Reached at his home overlooking the Hudson River in upstate New York, Seeger told me he has fond memories of performing in Montreal.

"Sam Gesser hired me when nobody else would," Seeger said, referring to the late Montreal impresario who broke into the concert business with a Seeger concert in 1952 when most of the folksinger's performing opportunities were lost to the McCarthy-era blacklist. Gesser, who died April 1, brought Seeger to Montreal often over the next four decades.

Seeger is one of the most revered musicians of all time and has been a major influence on the likes of Bob Dylan, Bruce Springsteen - who's done two albums of songs he learned from Seeger LPs - and almost everyone else who's picked up a banjo or acoustic guitar in the past 60 years.

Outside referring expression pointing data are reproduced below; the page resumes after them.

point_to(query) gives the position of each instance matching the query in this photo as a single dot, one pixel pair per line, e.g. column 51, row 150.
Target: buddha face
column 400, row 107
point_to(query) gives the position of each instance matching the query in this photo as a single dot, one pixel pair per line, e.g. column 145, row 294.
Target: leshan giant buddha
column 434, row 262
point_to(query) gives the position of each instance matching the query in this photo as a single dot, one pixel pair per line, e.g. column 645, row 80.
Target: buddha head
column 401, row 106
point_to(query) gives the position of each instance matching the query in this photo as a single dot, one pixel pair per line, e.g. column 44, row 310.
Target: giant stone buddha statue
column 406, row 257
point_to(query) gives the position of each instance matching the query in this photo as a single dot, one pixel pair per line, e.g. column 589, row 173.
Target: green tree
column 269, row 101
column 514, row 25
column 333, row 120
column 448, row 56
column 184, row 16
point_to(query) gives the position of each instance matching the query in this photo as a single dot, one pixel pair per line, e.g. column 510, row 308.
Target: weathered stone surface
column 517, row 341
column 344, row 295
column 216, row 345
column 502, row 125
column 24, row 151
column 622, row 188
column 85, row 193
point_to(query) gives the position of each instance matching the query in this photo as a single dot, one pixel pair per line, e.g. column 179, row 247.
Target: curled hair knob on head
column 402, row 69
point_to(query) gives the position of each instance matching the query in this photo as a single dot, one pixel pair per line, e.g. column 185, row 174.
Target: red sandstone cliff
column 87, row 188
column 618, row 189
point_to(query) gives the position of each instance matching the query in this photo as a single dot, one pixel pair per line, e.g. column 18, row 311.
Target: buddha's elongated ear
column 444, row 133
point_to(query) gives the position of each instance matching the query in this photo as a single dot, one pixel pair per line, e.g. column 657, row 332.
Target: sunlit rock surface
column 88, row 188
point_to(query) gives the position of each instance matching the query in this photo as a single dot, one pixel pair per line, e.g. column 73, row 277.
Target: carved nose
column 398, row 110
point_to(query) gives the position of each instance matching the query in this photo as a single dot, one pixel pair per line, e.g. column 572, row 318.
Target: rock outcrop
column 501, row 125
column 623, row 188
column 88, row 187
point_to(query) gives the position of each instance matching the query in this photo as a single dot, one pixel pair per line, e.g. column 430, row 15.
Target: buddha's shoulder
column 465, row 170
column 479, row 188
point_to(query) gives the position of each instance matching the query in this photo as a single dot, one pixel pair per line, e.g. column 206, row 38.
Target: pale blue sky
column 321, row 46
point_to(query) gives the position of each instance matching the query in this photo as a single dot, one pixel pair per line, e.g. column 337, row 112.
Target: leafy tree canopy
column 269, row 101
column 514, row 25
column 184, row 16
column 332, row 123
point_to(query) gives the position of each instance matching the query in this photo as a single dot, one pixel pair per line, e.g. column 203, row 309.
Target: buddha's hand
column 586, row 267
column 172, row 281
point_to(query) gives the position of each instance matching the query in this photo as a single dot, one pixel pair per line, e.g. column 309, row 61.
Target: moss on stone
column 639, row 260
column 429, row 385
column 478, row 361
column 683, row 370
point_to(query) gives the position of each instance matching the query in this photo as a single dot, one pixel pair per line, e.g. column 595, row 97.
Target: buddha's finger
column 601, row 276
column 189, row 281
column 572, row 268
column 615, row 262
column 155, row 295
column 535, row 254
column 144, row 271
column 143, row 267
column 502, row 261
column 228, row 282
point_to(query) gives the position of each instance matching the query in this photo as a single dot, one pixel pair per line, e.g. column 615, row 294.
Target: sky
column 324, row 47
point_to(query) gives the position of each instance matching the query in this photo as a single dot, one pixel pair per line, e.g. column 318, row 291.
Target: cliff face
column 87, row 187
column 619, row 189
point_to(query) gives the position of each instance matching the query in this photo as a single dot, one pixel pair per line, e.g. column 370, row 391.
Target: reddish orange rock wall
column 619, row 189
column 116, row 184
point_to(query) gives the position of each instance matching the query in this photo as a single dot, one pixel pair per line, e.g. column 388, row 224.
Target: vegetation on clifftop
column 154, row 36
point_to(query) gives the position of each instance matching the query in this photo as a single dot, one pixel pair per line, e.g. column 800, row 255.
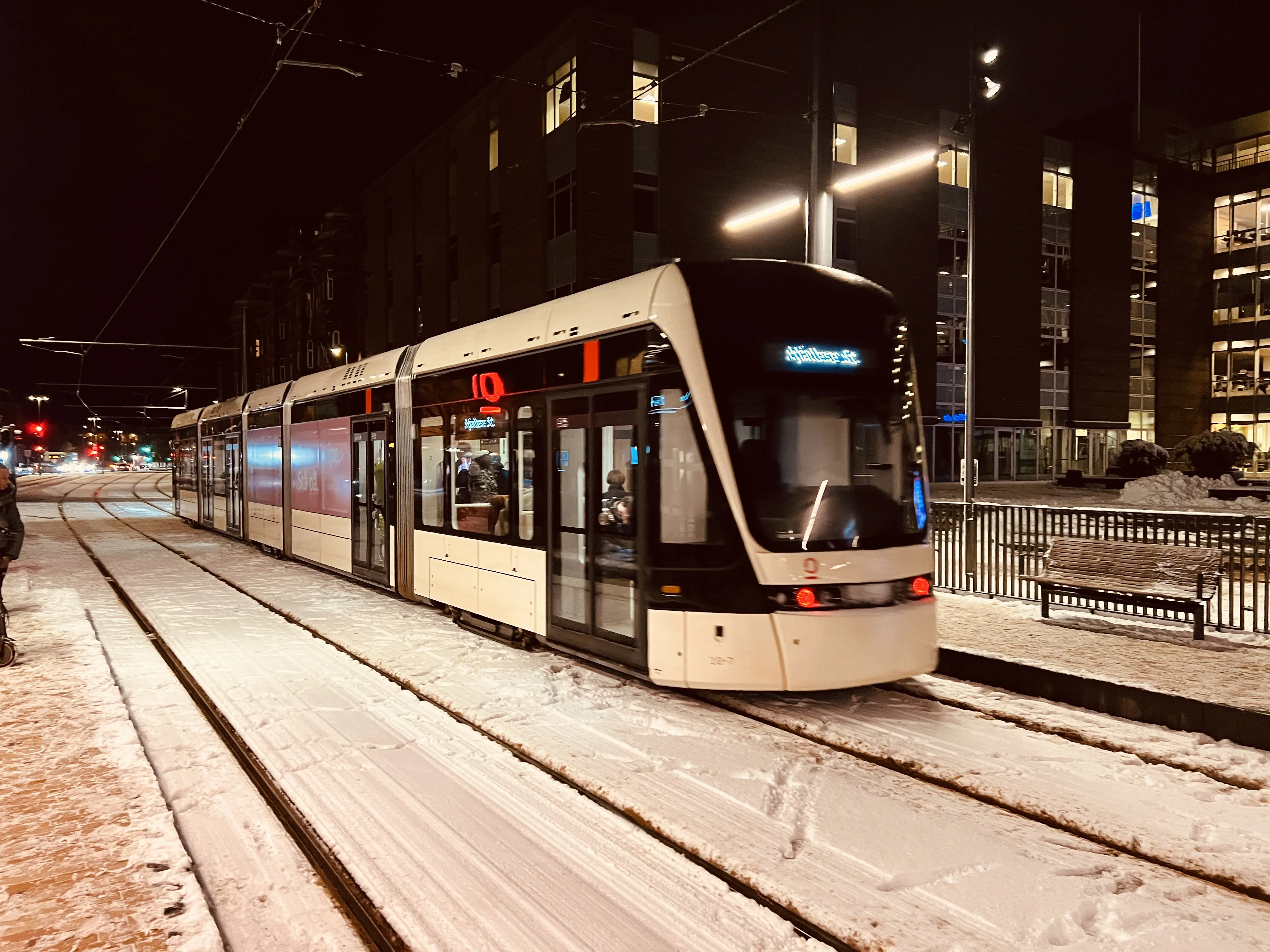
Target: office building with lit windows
column 615, row 144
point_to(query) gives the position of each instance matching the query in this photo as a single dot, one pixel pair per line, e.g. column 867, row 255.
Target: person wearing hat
column 12, row 531
column 481, row 479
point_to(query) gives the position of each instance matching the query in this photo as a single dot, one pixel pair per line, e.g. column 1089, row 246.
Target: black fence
column 1011, row 542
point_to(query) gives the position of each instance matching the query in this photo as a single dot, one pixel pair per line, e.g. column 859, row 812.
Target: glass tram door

Seeger's lengthy résumé includes forming two legendary folk groups: the Almanac Singers, with Woody Guthrie, before both shipped out to serve in the Second World War; and the Weavers, the group that brought folk music to the pop charts with Goodnight Irene and Tzena Tzena Tzena in 1949 before being blacklisted. Seeger has written or co-written scores of enduring songs, including Where Have All the Flowers Gone and If I Had a Hammer, has made hundreds of recordings and has been at the forefront of the civil rights, peace and environmental movements.